Rather the "-1" pointer. Which is just as bad :)

Benoit

> that's
> what's illegal. It's precisely to allow to do ei_aligned_free(0) that
> we have to do this if(ptr) here.
>
> 2)
>
> Naming nitpicks:
>
> conservative_resize: I actually agree that it looks better than
> conservativeResize, but we have this convention about capitalization,
> and following it consistently has the merit of making it easier for
> the user to remember the names.
>
> eigen_mm_realloc:  why not ei_mm_realloc ?  like elsewhere in eigen.
>
> 3)
>
> Finally: is this well covered by existing unit tests? (Just checking)
>
> Benoit
>
>
> 2010/2/26 Hauke Heibel <hauke.heibel@xxxxxxxxxxxxxx>:
>> Finally the patch.
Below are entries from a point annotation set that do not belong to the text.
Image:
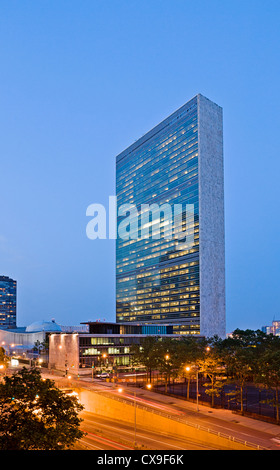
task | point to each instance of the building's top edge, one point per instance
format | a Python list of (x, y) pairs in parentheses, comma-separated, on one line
[(161, 125), (156, 129), (119, 335), (6, 278)]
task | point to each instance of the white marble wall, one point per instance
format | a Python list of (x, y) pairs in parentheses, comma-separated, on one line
[(211, 218)]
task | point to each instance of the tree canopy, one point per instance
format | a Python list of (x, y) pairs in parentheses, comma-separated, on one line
[(36, 415)]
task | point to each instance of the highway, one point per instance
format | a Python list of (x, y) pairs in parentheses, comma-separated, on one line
[(109, 434)]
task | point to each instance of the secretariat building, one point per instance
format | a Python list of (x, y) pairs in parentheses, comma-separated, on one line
[(8, 302), (179, 163)]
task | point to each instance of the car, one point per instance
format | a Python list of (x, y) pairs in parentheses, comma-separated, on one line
[(103, 375)]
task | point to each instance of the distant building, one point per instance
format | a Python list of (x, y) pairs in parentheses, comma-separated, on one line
[(21, 340), (8, 302), (274, 329)]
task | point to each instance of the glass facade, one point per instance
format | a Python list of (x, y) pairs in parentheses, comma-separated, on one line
[(155, 281), (8, 301)]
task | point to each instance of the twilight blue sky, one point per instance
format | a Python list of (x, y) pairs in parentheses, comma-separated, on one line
[(82, 80)]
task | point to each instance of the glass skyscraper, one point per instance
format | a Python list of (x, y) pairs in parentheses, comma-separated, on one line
[(179, 162), (8, 301)]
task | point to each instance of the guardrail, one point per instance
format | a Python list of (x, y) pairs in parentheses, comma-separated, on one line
[(194, 425)]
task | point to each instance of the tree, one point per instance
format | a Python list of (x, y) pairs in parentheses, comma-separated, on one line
[(213, 367), (36, 415), (268, 370), (238, 354), (3, 358), (146, 354)]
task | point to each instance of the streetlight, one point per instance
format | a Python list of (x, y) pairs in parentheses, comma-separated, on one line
[(120, 391)]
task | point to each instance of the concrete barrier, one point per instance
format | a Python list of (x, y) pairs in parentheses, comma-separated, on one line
[(118, 409)]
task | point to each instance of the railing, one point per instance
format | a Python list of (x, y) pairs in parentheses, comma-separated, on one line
[(194, 425)]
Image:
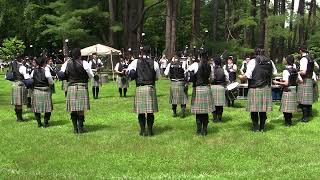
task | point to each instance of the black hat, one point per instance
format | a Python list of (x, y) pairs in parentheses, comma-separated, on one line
[(290, 60)]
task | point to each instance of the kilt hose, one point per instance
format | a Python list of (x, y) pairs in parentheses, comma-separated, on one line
[(123, 82), (177, 93), (202, 102), (305, 92), (315, 92), (19, 94), (145, 100), (218, 95), (289, 101), (42, 100), (259, 99), (78, 97)]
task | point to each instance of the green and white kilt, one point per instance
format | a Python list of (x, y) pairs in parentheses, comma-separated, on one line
[(315, 92), (123, 81), (202, 102), (42, 100), (259, 99), (178, 94), (78, 97), (19, 94), (305, 92), (218, 95), (145, 100), (289, 101)]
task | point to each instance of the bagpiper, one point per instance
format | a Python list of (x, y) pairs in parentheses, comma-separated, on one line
[(145, 71)]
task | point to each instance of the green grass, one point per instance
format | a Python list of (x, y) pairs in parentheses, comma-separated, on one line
[(113, 149)]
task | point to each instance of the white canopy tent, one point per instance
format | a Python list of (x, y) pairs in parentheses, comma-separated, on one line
[(101, 50)]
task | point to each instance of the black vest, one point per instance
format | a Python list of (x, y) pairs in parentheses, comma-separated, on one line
[(15, 69), (75, 72), (293, 76), (262, 73), (176, 71), (202, 78), (146, 74), (219, 76), (39, 78), (310, 68)]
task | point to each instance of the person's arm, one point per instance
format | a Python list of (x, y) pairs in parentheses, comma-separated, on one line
[(88, 69), (48, 75), (167, 71)]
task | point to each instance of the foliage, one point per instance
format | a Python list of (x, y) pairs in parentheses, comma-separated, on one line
[(10, 48)]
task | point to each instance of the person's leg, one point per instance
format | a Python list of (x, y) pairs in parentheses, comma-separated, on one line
[(150, 122), (255, 123), (142, 123)]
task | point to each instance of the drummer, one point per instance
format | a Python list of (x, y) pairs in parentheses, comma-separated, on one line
[(289, 82), (219, 79)]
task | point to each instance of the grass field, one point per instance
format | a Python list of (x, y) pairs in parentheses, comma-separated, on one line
[(113, 149)]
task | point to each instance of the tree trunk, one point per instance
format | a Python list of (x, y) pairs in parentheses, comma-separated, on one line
[(302, 23), (252, 28), (195, 21), (215, 20)]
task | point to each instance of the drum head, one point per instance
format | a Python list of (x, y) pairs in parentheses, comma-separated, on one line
[(232, 86)]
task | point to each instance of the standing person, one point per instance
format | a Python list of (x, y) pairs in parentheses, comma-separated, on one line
[(123, 81), (146, 72), (163, 64), (95, 64), (305, 90), (78, 73), (19, 91), (219, 79), (259, 74), (289, 96), (42, 97), (231, 68), (201, 103), (178, 89)]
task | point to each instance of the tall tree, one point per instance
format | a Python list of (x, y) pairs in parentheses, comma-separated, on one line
[(195, 21)]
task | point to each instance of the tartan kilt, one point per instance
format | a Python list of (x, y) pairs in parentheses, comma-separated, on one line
[(177, 93), (19, 93), (78, 97), (123, 82), (218, 95), (305, 92), (259, 99), (42, 100), (202, 102), (145, 100), (315, 92), (289, 101)]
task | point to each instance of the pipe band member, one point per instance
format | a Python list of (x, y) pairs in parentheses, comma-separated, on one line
[(179, 88), (77, 73), (95, 64), (201, 102), (122, 79), (145, 71), (259, 74), (42, 95), (305, 90), (289, 82), (219, 80), (19, 91)]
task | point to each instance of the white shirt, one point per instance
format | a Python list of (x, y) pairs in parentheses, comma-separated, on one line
[(163, 63), (167, 71), (23, 71), (47, 75), (133, 66), (252, 64), (86, 67)]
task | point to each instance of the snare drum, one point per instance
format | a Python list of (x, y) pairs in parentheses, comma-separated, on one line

It's a bunch of changes so I don't commit right away.
>>
>> Did I initially say it's easy... I was wrong. ;)
>>
>> Anyways, it seems to be working now. There is one warning coming from
>> GCC - is it possible to disable that per file?
>>
>> - Hauke
>>
>> On Fri, Feb 26, 2010 at 3:17 PM, Benoit Jacob <jacob.benoit.1@xxxxxxxxx> wrote:
>>> 2010/2/26 Hauke Heibel <hauke.heibel@xxxxxxxxxxxxxx>:
>>>> On Fri, Feb 26, 2010 at 12:48 PM, Benoit Jacob <jacob.benoit.1@xxxxxxxxx> wrote:
>>>>> Since this will only be used by Eigen, specifically by
>>>>> conservativeResize, your portable realloc wrapper doesn't have to have
>>>>> the standard realloc API where only the new size is passed. You can
>>>>> instead write your own realloc-like function that also takes the old
>>>>> size as an argument.
>>>>
>>>> Yes, I tried that. After implementing this, I stumbled over something
>>>> rather strange which we might want to discuss. :)
>>>>
>>>> When creating new memory we do
>>>>
>>>> template<typename T, bool Align> inline T*
>>>> ei_conditional_aligned_new(size_t size)
>>>> {
>>>>  T *result = reinterpret_cast<T*>(ei_conditional_aligned_malloc<Align>(sizeof(T)*size));
>>>>  return ei_construct_elements_of_array(result, size);
>>>> }
>>>>
>>>> For integral types the compiler seems to be able to remove
>>>> 'ei_construct_elements_of_array' but as soon as we try to allocate
>>>> e.g. std::complex arrays or user types T, the memory will be filled
>>>> with 'size' times 'new T()' -- why? Why do we initialize memory for
>>>> non integral types? I thought we agreed upon uninitialized matrix
>>>> creation!?
>>>
>>> We agreed to not initialized by zero.
>>>
>>> But we still have to call default constructors for each entry of the
>>> array. For example, imagine that the user is using Eigen with some
>>> multiple-precision numbers class as the Scalar type. Such a class
>>> would probably have a default constructor allocating some memory or at
>>> least initializing some pointers, even if it doesn't initialize
>>> anything by zero!
>>>
>>> So we are calling T() on each coefficient, but we're not initializing
>>> by zero (or initializing to any particular value at all).
>>>
>>> Then, if for some type T, T() initializes by zero, that's not our
>>> fault, it's the design choice of type T. At least that's not the case
>>> for int,float,double  (ints are not special in this respect). I don't
>>> know about std::complex but if they do initialize by zero then that's
>>> their own choice, not our fault.
>>>
>>>>
>>>> Just try
>>>>
>>>> VectorXcd m(50);
>>>> std::cout << m << std::endl;
>>>>
>>>> it will be all zeros - and not uninitialized objects.
>>>
>>> It's all zeros indeed, but that doesn't mean that they were
>>> initialized to zero. For example, I tried with VectorXi and I got
>>> zeros too: that means that the memory there happened to be filled with
>>> zeros.
>>>
>>> Benoit
>>>
>>>>
>>>> Maybe somebody has an idea?
>>>>
>>>> - Hauke
>>>>
>>>>
>>>>
>>>
>>>
>>>
>>
>